Third, the Key government has signaled that it wants to balance greater powers of government surveillance with more accountability of the agencies involved in the process.  In October 2015, the annual report of the Office of the Inspector General of Intelligence maintained the GCSB and the SIS were generally acting in compliance with legislation.

In addition, a review of New Zealand’s intelligence and security agencies conducted by former Labour Deputy Prime Minister Sir Michael Cullen and lawyer Dame Patricia Reddy, recommended in March 2016 that GCSB should have more powers to conduct surveillance of New Zealanders to protect national security. But it also said the GCSB and the SIS should be governed by a single law to strengthen oversight of these organisations.

However, there remains a wide gulf between Prime Minister Key’s firm denial that New Zealand is involved in mass surveillance and continuing revelations from Edward Snowden that strongly implicate New Zealand’s intelligence agencies in such activity. In October 2014, documents released by Snowden seemed to show the NSA and partners like the GCSB had been involved in intelligence gathering activities in friendly countries.

Meanwhile, reports that New Zealand had been spying on China sparked a firm diplomatic response. The Chinese Embassy in Wellington issued a statement saying that Beijing was concerned about such reports and that it would ‘firmly safeguard our security interests’. In addition, the Brazilian government reacted angrily to reports that the GCSB had spied on its successful campaign to get diplomat Roberto Azevedo elected as Secretary General of the World Trade Organization.

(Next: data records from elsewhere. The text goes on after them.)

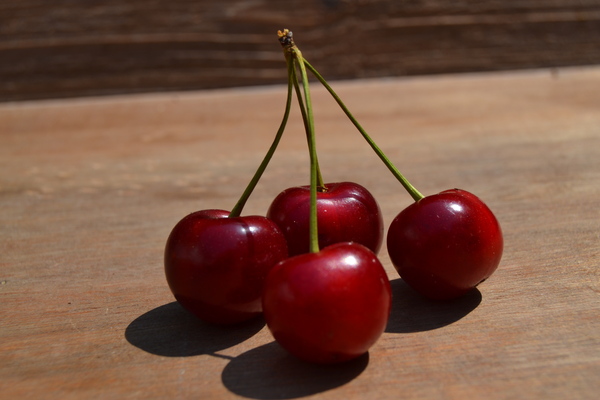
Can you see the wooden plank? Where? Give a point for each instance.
(73, 48)
(90, 188)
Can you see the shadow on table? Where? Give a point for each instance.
(171, 331)
(411, 312)
(269, 372)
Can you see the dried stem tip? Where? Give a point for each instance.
(285, 37)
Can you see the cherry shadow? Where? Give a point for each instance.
(412, 312)
(171, 331)
(268, 372)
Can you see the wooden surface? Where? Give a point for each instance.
(90, 189)
(68, 48)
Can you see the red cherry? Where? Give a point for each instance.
(216, 266)
(444, 245)
(346, 212)
(330, 306)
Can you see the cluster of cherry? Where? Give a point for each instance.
(310, 266)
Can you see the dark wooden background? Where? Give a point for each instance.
(67, 48)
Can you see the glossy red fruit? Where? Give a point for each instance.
(444, 245)
(329, 306)
(346, 212)
(216, 266)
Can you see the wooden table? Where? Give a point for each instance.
(90, 189)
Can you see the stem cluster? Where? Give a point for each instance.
(296, 63)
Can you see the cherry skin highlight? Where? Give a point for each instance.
(330, 306)
(444, 245)
(346, 212)
(216, 266)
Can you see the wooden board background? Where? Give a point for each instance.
(90, 189)
(69, 48)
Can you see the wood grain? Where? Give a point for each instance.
(80, 48)
(90, 188)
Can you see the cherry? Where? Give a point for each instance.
(444, 245)
(346, 212)
(216, 266)
(329, 306)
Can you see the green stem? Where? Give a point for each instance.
(237, 209)
(314, 236)
(305, 120)
(416, 195)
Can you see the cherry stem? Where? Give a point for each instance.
(291, 51)
(314, 235)
(415, 194)
(237, 209)
(305, 120)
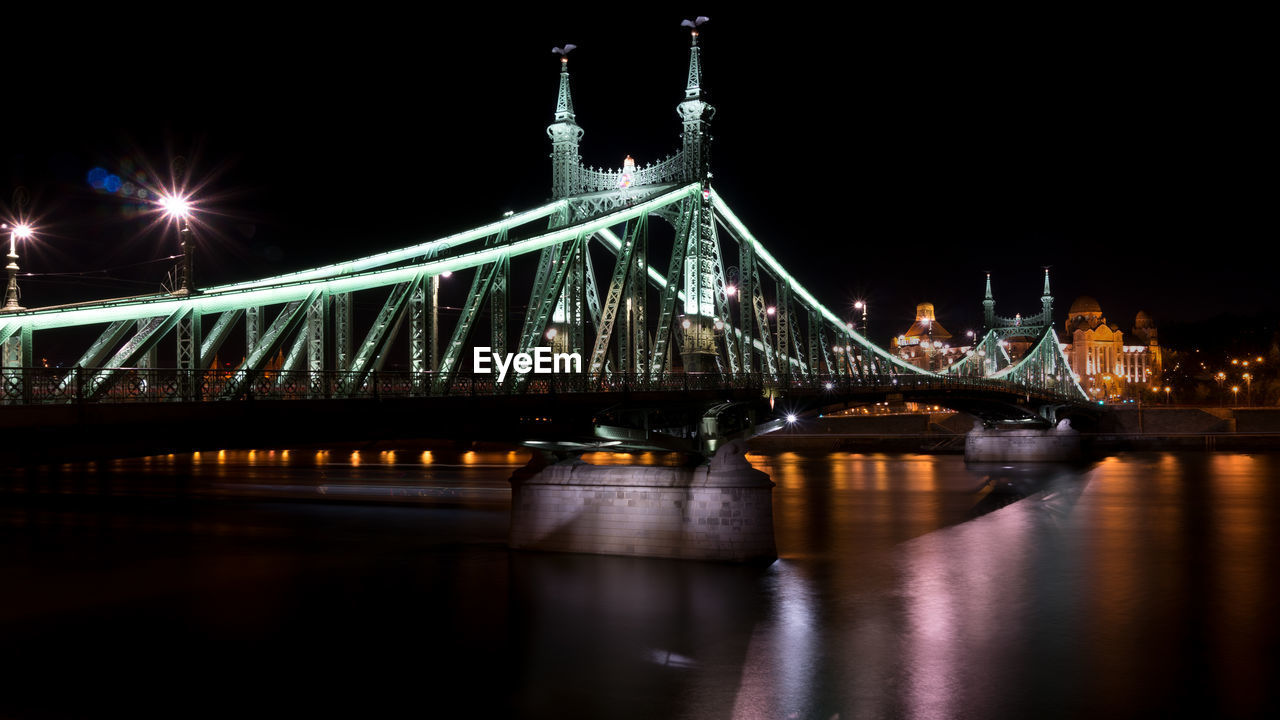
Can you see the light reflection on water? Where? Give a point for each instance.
(909, 586)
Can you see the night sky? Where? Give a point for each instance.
(888, 158)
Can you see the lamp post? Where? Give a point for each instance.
(19, 231)
(177, 208)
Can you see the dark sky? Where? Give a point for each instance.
(885, 156)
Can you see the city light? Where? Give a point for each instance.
(176, 206)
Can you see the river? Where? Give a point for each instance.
(378, 583)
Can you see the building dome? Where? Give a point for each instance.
(1084, 305)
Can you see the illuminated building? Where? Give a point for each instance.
(1101, 359)
(927, 343)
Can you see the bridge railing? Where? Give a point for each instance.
(53, 386)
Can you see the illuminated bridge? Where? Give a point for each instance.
(672, 351)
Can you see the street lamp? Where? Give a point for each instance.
(177, 208)
(21, 231)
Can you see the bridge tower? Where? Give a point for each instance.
(988, 308)
(566, 135)
(702, 254)
(1047, 301)
(1019, 326)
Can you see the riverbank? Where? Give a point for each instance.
(1248, 429)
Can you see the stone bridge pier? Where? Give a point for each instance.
(718, 510)
(1060, 443)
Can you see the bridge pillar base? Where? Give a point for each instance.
(722, 510)
(1023, 445)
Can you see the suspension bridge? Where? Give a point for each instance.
(670, 352)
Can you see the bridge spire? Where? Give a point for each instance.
(1047, 301)
(565, 133)
(988, 306)
(695, 113)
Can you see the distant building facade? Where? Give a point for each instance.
(927, 343)
(1106, 365)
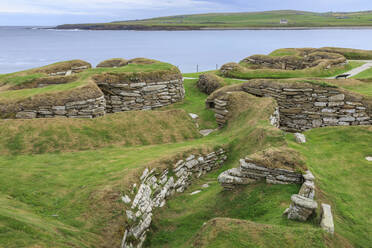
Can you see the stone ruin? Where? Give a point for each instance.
(297, 59)
(107, 92)
(156, 187)
(301, 105)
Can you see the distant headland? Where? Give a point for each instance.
(282, 19)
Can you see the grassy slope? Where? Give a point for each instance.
(70, 199)
(25, 77)
(336, 156)
(127, 129)
(364, 74)
(226, 232)
(257, 19)
(83, 188)
(311, 72)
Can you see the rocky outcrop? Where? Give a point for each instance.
(124, 94)
(300, 138)
(209, 82)
(156, 187)
(295, 62)
(112, 63)
(326, 222)
(301, 208)
(302, 105)
(267, 169)
(303, 204)
(89, 108)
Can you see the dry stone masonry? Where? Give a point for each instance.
(303, 106)
(89, 108)
(141, 95)
(155, 188)
(127, 92)
(71, 71)
(250, 172)
(326, 222)
(303, 204)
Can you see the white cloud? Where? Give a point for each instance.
(94, 7)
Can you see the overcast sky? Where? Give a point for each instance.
(53, 12)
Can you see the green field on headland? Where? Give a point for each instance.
(63, 180)
(246, 20)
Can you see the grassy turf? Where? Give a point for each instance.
(25, 77)
(246, 20)
(336, 156)
(70, 199)
(364, 74)
(311, 72)
(226, 232)
(135, 128)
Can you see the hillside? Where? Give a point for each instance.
(246, 20)
(65, 182)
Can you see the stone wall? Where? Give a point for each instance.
(89, 108)
(295, 62)
(303, 106)
(303, 204)
(144, 95)
(156, 187)
(250, 172)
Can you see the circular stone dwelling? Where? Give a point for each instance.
(74, 89)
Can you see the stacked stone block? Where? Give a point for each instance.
(127, 96)
(155, 188)
(89, 108)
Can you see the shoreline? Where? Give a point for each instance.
(167, 28)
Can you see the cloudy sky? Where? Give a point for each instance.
(53, 12)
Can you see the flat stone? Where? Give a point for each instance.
(320, 104)
(126, 199)
(206, 132)
(304, 202)
(300, 138)
(193, 116)
(327, 219)
(25, 115)
(195, 192)
(335, 98)
(154, 87)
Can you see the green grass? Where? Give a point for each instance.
(336, 156)
(226, 232)
(72, 199)
(65, 200)
(24, 77)
(128, 129)
(194, 102)
(281, 74)
(245, 20)
(25, 93)
(364, 74)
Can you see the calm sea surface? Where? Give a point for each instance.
(22, 48)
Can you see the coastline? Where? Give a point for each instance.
(190, 28)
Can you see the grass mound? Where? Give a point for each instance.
(116, 62)
(23, 90)
(336, 157)
(209, 82)
(283, 157)
(225, 232)
(350, 53)
(125, 129)
(291, 63)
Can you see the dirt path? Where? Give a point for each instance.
(359, 69)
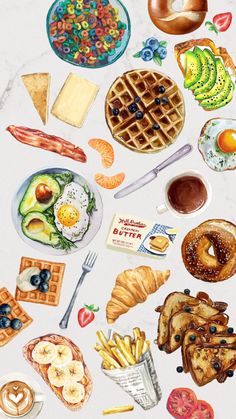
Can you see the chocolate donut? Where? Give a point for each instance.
(177, 17)
(218, 235)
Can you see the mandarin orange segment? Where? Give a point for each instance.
(105, 149)
(109, 182)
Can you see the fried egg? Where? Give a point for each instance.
(217, 144)
(70, 213)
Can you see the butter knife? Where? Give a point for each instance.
(150, 176)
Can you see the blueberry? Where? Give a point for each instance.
(212, 329)
(152, 43)
(115, 111)
(43, 287)
(16, 324)
(161, 89)
(147, 54)
(35, 280)
(45, 275)
(133, 108)
(139, 115)
(216, 365)
(157, 101)
(4, 322)
(164, 100)
(162, 51)
(5, 309)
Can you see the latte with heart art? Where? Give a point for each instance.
(16, 398)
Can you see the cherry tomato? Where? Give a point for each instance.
(203, 411)
(181, 403)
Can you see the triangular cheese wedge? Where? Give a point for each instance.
(38, 85)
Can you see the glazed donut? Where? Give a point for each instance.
(177, 17)
(218, 235)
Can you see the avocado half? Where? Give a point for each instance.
(36, 227)
(30, 203)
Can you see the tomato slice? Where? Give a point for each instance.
(222, 21)
(181, 403)
(203, 411)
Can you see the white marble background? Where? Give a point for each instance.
(24, 49)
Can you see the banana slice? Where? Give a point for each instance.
(57, 375)
(74, 371)
(44, 352)
(64, 355)
(23, 279)
(73, 392)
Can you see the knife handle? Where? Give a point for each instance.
(174, 157)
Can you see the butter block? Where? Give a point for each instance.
(74, 100)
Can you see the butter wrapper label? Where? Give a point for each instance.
(138, 235)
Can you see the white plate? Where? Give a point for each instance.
(156, 252)
(96, 217)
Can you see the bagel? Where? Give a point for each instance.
(218, 235)
(177, 17)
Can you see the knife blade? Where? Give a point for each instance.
(150, 176)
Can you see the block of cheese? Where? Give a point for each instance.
(74, 100)
(38, 86)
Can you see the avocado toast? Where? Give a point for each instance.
(208, 71)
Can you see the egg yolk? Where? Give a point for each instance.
(68, 215)
(227, 141)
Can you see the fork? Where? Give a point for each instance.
(86, 268)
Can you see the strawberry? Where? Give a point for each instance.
(86, 315)
(221, 22)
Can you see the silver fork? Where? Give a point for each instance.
(86, 268)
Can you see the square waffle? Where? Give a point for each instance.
(138, 134)
(52, 297)
(16, 312)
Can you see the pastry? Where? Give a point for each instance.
(209, 72)
(52, 296)
(177, 18)
(38, 85)
(13, 317)
(61, 365)
(145, 110)
(219, 235)
(132, 287)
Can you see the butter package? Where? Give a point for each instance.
(137, 235)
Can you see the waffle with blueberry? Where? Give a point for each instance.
(145, 110)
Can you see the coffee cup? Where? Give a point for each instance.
(186, 195)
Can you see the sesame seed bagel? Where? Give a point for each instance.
(209, 251)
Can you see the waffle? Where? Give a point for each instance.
(138, 134)
(50, 298)
(17, 312)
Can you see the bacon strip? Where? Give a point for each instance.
(39, 139)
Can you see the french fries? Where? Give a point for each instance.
(122, 352)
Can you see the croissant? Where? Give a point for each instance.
(132, 287)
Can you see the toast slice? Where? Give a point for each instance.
(176, 302)
(204, 334)
(208, 362)
(38, 86)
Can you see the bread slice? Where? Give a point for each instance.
(208, 362)
(202, 335)
(177, 301)
(38, 86)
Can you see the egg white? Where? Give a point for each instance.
(75, 196)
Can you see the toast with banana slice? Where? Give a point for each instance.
(61, 365)
(180, 311)
(208, 362)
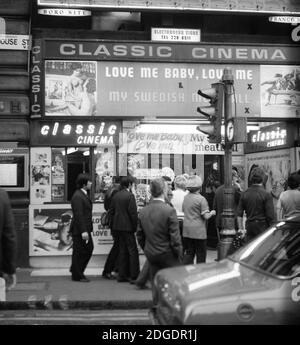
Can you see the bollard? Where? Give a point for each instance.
(2, 290)
(223, 247)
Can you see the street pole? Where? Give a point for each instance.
(228, 218)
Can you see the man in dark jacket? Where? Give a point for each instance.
(258, 205)
(124, 211)
(111, 263)
(218, 202)
(81, 228)
(8, 242)
(158, 232)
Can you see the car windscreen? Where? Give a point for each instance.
(276, 251)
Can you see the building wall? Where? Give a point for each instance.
(14, 106)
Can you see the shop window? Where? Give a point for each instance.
(58, 175)
(104, 170)
(78, 161)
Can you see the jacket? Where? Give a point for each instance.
(124, 211)
(82, 208)
(158, 230)
(8, 238)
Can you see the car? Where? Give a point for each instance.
(257, 284)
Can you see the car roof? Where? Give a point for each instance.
(292, 219)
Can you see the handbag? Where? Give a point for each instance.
(237, 242)
(106, 219)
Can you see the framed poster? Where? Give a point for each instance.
(40, 175)
(14, 169)
(49, 227)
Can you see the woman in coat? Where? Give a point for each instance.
(196, 212)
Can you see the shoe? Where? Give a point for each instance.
(141, 287)
(82, 280)
(107, 276)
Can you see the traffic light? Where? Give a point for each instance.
(236, 130)
(214, 112)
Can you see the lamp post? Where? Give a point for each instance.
(228, 218)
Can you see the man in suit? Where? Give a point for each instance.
(81, 228)
(158, 232)
(8, 242)
(125, 217)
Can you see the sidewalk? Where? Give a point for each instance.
(60, 292)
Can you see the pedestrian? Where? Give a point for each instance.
(258, 205)
(196, 212)
(8, 242)
(81, 228)
(158, 232)
(125, 218)
(289, 200)
(111, 263)
(218, 202)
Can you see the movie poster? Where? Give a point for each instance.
(280, 91)
(49, 227)
(70, 88)
(277, 165)
(40, 175)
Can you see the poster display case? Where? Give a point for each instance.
(49, 227)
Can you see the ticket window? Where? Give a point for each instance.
(78, 161)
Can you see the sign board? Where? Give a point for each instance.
(251, 6)
(66, 12)
(168, 143)
(175, 35)
(280, 135)
(15, 42)
(141, 82)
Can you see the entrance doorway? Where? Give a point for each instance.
(78, 161)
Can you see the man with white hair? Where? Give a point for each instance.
(196, 212)
(158, 232)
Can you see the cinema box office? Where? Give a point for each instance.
(89, 98)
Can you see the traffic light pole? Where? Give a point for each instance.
(228, 218)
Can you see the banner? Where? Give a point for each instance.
(168, 143)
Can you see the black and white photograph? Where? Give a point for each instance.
(149, 169)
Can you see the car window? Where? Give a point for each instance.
(277, 251)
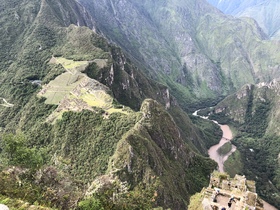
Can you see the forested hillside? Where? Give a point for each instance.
(191, 47)
(264, 12)
(76, 130)
(254, 112)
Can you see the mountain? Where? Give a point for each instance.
(191, 47)
(254, 112)
(264, 12)
(81, 125)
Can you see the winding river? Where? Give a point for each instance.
(213, 151)
(220, 159)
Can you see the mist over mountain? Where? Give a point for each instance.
(96, 100)
(264, 12)
(197, 51)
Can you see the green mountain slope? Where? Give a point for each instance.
(264, 12)
(254, 111)
(188, 45)
(71, 123)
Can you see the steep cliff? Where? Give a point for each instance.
(264, 12)
(69, 118)
(188, 45)
(254, 112)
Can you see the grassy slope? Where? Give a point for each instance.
(207, 56)
(78, 146)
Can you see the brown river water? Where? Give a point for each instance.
(214, 155)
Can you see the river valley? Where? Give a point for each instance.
(220, 159)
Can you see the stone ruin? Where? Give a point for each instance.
(222, 188)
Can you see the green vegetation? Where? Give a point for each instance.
(226, 148)
(254, 114)
(15, 149)
(234, 164)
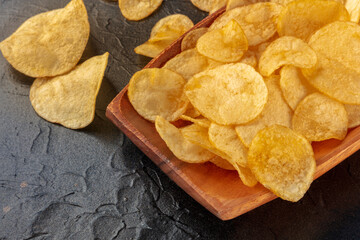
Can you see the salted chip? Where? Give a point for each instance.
(302, 18)
(227, 44)
(228, 94)
(70, 99)
(49, 43)
(283, 161)
(138, 9)
(337, 73)
(318, 118)
(286, 51)
(353, 115)
(155, 91)
(179, 146)
(164, 32)
(190, 39)
(257, 20)
(189, 63)
(276, 111)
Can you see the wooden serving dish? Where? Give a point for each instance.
(218, 190)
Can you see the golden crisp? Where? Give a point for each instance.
(286, 51)
(302, 18)
(69, 99)
(155, 91)
(138, 9)
(283, 161)
(228, 94)
(257, 20)
(49, 43)
(319, 118)
(227, 44)
(179, 146)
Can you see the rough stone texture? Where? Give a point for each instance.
(57, 183)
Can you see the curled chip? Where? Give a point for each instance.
(283, 161)
(154, 92)
(49, 43)
(138, 9)
(227, 44)
(337, 73)
(286, 51)
(70, 99)
(318, 118)
(190, 39)
(257, 20)
(276, 111)
(189, 63)
(228, 94)
(179, 146)
(165, 31)
(302, 18)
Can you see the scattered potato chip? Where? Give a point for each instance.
(155, 91)
(337, 71)
(353, 115)
(286, 51)
(49, 43)
(257, 20)
(283, 161)
(302, 18)
(228, 94)
(276, 111)
(318, 118)
(179, 146)
(138, 9)
(190, 39)
(227, 44)
(70, 99)
(165, 31)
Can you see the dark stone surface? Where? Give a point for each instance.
(57, 183)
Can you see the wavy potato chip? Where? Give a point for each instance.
(49, 43)
(283, 161)
(228, 94)
(302, 18)
(179, 146)
(155, 91)
(319, 118)
(70, 99)
(337, 73)
(258, 21)
(138, 9)
(286, 51)
(227, 44)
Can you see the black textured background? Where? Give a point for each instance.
(57, 183)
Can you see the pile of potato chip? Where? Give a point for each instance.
(47, 47)
(257, 87)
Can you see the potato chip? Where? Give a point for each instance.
(318, 118)
(283, 161)
(257, 20)
(228, 94)
(155, 91)
(165, 31)
(227, 44)
(138, 9)
(353, 115)
(286, 51)
(190, 39)
(302, 18)
(179, 146)
(337, 73)
(276, 111)
(70, 99)
(49, 43)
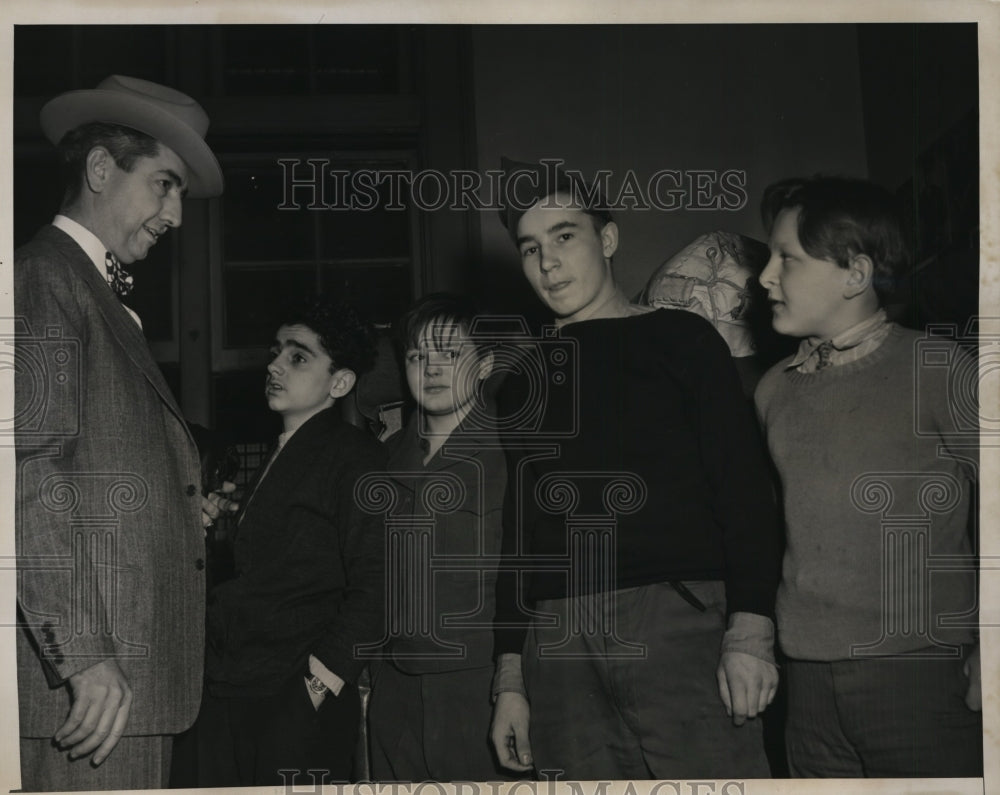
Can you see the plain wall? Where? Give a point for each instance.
(772, 101)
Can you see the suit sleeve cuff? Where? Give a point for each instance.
(751, 634)
(508, 677)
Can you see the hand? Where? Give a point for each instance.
(973, 670)
(509, 731)
(102, 699)
(747, 685)
(216, 504)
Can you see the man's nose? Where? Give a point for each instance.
(173, 212)
(547, 260)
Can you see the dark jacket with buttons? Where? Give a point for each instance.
(450, 509)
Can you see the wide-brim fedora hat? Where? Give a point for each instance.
(168, 115)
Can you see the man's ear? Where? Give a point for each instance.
(97, 168)
(860, 271)
(343, 382)
(609, 239)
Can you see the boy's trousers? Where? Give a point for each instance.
(882, 718)
(622, 685)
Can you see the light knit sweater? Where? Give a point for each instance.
(877, 490)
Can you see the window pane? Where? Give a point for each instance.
(254, 299)
(357, 59)
(254, 228)
(266, 59)
(382, 292)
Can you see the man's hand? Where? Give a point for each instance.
(972, 669)
(509, 731)
(102, 699)
(747, 685)
(216, 504)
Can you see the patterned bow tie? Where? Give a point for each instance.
(119, 279)
(823, 353)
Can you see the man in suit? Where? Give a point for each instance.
(110, 515)
(283, 634)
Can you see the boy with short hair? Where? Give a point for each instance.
(858, 432)
(647, 480)
(310, 573)
(430, 706)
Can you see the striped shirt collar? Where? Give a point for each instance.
(850, 345)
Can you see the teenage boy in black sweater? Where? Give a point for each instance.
(628, 681)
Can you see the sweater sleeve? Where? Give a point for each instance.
(739, 477)
(510, 625)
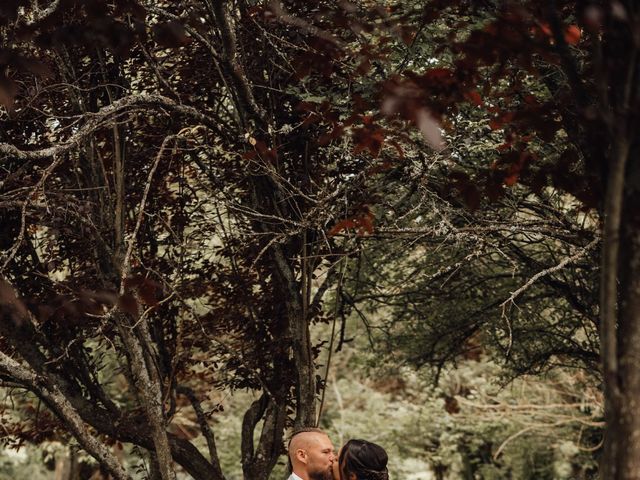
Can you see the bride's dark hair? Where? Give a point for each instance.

Such developments point to the very real prospect of a credibility gap in the national security policy of New Zealand. New Zealand has branded itself internationally as a small, democratic, Pacific state that has a diverse and independent foreign policy.  But moves towards mass surveillance by the Five Eyes alliance could undercut this image.

It would be naïve to believe that the Key government is unaware of these risks. However, the cumulative impact of Snowden’s revelations is likely to keep the surveillance issue alive in New Zealand. In particular, the growing realisation that Five Eyes members like New Zealand can circumvent their own national laws regulating surveillance by uploading what is captured directly to the NSA and then accessing the results in a backdoor fashion could provoke domestic pushback.

Furthermore, the Key government could face growing international pressures to adjust its national security policy so that it is more consistent with what is claimed to be an independent and diverse foreign policy. New Zealand relies heavily on soft power and trust to protect its international interests, and is therefore particularly vulnerable to retaliatory measures from states like Brazil and China that could be irritated by New Zealand’s involvement in Five Eyes spying operations.

 

Professor Robert G. Patman is head of the Politics Department at the University of Otago. He is a Fulbright Senior Scholar, a Senior Fellow at the Centre of Strategic Studies, Wellington, and an Honorary Professor of the NZDF Command and Staff College.

Robert’s research interests concern US foreign policy, international relations, global security, great powers and the Horn of Africa. He is an editor for the journal International Studies Perspectives, is the author or editor of 11 books, and provides regular contributions to national and international media on global issues.